Fort Worth Offered Up To $443.2 Million In Incentives For Amazon HQ2, City And Chamber Say

Fort Worth Amazon H2Q

The city of Fort Worth offered Amazon incentives worth up to $443.2 million to win the company’s second headquarters, dubbed HQ2, the city and Fort Worth Chamber of Commerce said in releasing pitch documents.

That included up to $438 million in an economic development grant, based on $750 million in capital investment by Amazon and at least 10,000 jobs; $1.5 million in city fee waivers; and a $3.75 million Enterprise Zone nomination. Under the Texas Enterprise Zone program, communities nominate companies for the special designation that makes them eligible to receive state sales and use tax refunds on qualified expenditures.

The city offered to reimburse up to 90 percent of incremental taxes on real and business property for 20 years. Tarrant County offered to abate up to 70 percent over 10 years.

Fort Worth partners also offered to help secure discounted airfare and a dedicated service and check-in station for Amazon employees at DFW International Airport, and to work with Amazon on the installation of Smart City and Smart Building technology for HQ2, the city and chamber said.
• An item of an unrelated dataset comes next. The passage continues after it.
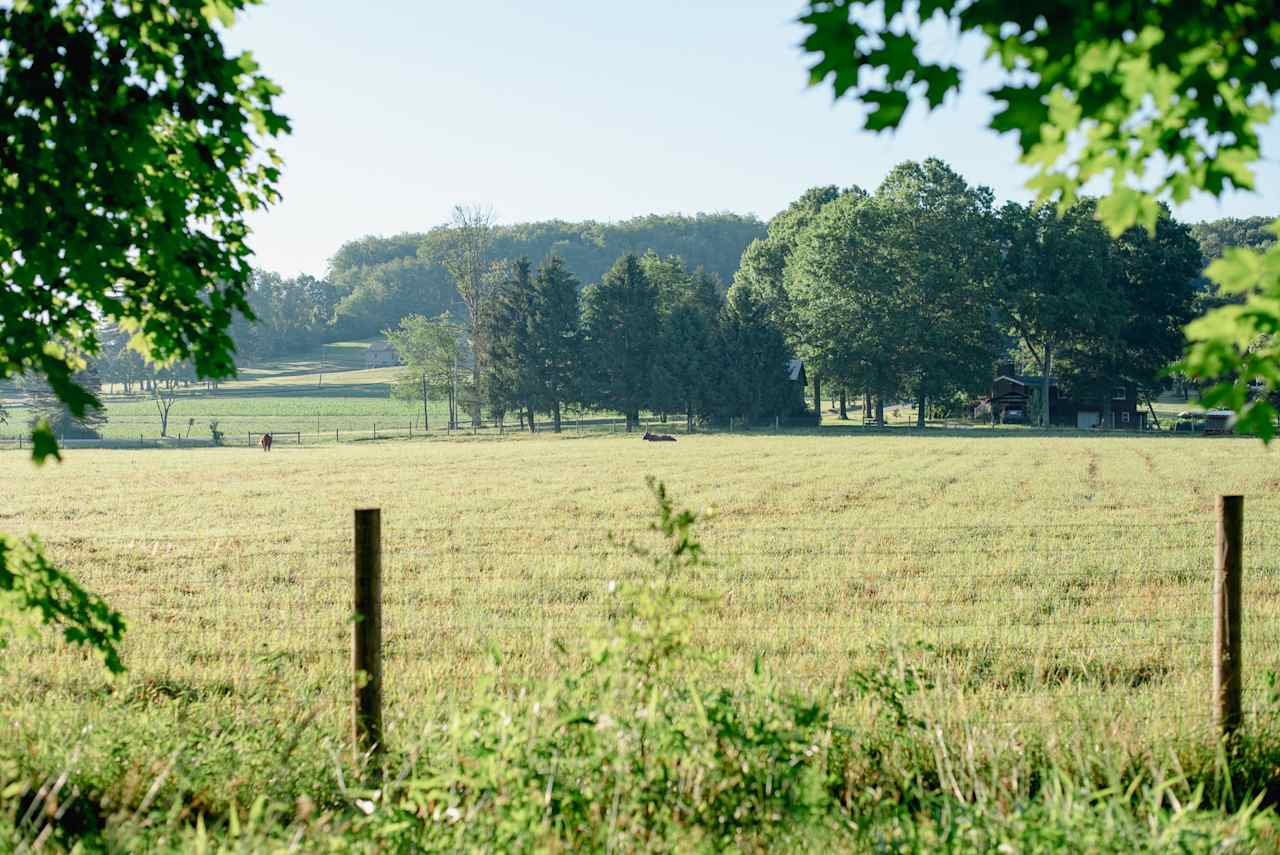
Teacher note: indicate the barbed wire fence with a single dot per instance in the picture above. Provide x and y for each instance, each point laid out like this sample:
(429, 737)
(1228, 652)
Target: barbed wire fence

Seven qualified sites and site combinations were proposed in Sundance Square, Panther Island, AllianceTexas, Walsh, and Clearfork and Overland on the Edwards Ranch.

Amazon recently announced it would split the HQ2 between two sites in Queens, New York, and Arlington, Va.

“I think our package was competitive to other communities,” said Brandom Gengelbach, executive vice president of economic development, Fort Worth Chamber of Commerce. “It’s like the Super Bowl, there are lots of bright lights and extra attention, but it’s the same game you’ve played a thousand times before. You don’t win or lose a project on incentives alone. The criteria and approach businesses use to determine a potential expansion or relocation do not change.”

Fort Worth touted low labor costs, access to abundant and diverse talent, STEM education efforts and university partners, effortless logistics and multi-modal travel, and a community spirit that “defies expectations,” the city and chamber said. The pitch estimated Amazon would save $1.75 billion in payroll costs annually, due to the region’s low cost of living. “35 percent less than Seattle = $1.75 billion saving $35k for every $100k in salary,” the pitch documents said.

Going forward, Gengelbach says the region may use new ideas generated by the Amazon pitch, such as a split HQ between Dallas and Fort Worth with the Trinity Railway Express commuter rail line connecting the two. “This approach would leverage the full strength of the DFW Metroplex, allow more efficient utilization of community resources and maximize the region’s labor force,” the city and chamber said.

“We are currently working with more than 60 potential projects for the Fort Worth area that range in employee count and investment, with 25 percent of the pipeline from existing businesses,” Gengelbach said. “We are also managing projects and doing deals in communities outside of the Fort Worth city limits, communicating with our regional partners almost daily.”

The city’s incentive pitch: “Straight-forward incentive-based incentives take the risk of uncertainty out of the equation. No overly complex terms or processes.” The pitch broke up its incentive offer over three phases of development. The first offered to reimburse 70 percent of incremental taxes on real and business property for 20 years, for a minimum $200 million in capital investment and 500,000 square feet of construction. It required no minimum number of jobs created.

The second phase offered up to 80 percent reimbursement of incremental taxes on real and business property for 20 years, for a minimum $500 million in capital investment and 1.5 million square feet of construction. It also required no minimum number of jobs created.

The third phase offered up to 90 percent reimbursement, for $750 million in capital investment, at least 3.5 million square feet of construction, and a minimum 10,000 jobs created.

The fast-growing Fort Worth has struggled to catch up on transportation infrastructure, a priority of Amazon in its second headquarters search. The Fort Worth pitch touted “all metro area tech labor is within an hour commute by transit or highway.” The pitch continued, “over 340,000 individuals working in key sectors required for HQ2 are within a one hour commute of downtown Fort Worth. This includes over 223,000 professional services, 72,000 in information, and 45,000 in management.” The area’s “fertile soil for a tech company” include “high concentrations in aerospace, transportation, warehousing, retail, manufacturing, healthcare,” the pitch documents said.